German-born Pope Benedict leaves for Austria on Friday to pay tribute to Austrians killed by the Nazis and encourage the country's Church which is still living in the shadow of a sex abuse scandal.
The main purpose of the three-day visit -- his first trip to another German-speaking country outside his homeland -- is to mark the 850th anniversary of the Austrian shrine of Mariazell, one of Europe's most important sanctuaries dedicated to Mary.
But the visit has wider ramifications as he will discuss global issues in talks with the diplomatic corps of Vienna, home to groups such as the International Atomic Energy Agency and the Organisation for Security and Cooperation in Europe.
Shortly after he arrives on Friday morning, he will briefly pay tribute to victims of the Holocaust, killed after his native Germany annexed Austria in 1938, by praying at the memorial for Austrian victims of the Shoah in Vienna's Judenplatz.
Some 65,000 Austrian Jews were killed in the Holocaust. Before World War Two, Austria's Jewish community numbered some 200,000 and was one of Europe's most vibrant. There are about 10,000 Austrian Jews today.
In 1998 the local Church put a plaque on a nearby building in Judenplatz reading: "Today, Christianity regrets its share in responsibility for the persecution of Jews and realises its failure."
Benedict, who has made good relations with Jews one of the hallmarks of his papacy, last year visited the former Nazi concentration camp at Auschwitz and publicly asked why God was silent when 1.5 million victims, mostly Jews, died there.
CHURCH SCANDAL
The Austrian Church is still feeling the effects of a sex abuse scandal that forced the late archbishop of Vienna, Cardinal Hans Hermann Groer, to retire after allegations that he had molested a schoolboy 20 years earlier.

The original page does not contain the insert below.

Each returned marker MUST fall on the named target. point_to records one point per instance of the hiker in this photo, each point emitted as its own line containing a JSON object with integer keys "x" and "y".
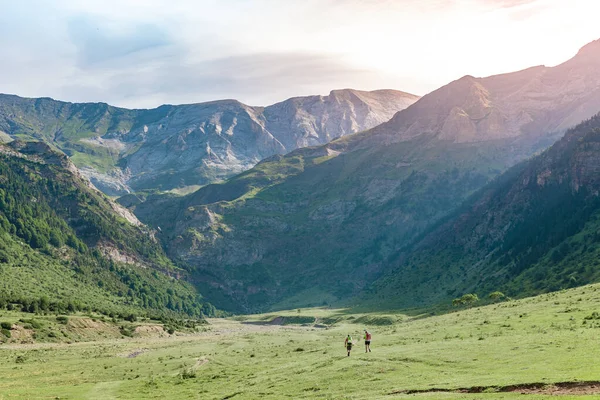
{"x": 348, "y": 344}
{"x": 367, "y": 341}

In 2004, the bishop of St Poelten resigned after a scandal involving pornographic pictures at a seminary.
"The wounds (of the Groer scandal) are still felt," said Father Federico Lombardi, the chief Vatican spokesman.
"A visit by a Pope who is spiritually and culturally close to the Austrian people is a sign of encouragement for a Church that has gone through great difficulty."
Austria, like many affluent countries in Western Europe, has seen a decline in Church attendance and religious life in recent decades.
A recent poll in a daily newspaper said a majority of the people of Austria, which is nominally about 72 percent Catholic, said either the Church had disappointed them or that they were indifferent to it.
Austria is also a stronghold of the grassroots dissident Catholic group We Are Church, which wants the Vatican to ordain married men and to give women a greater role in the Church.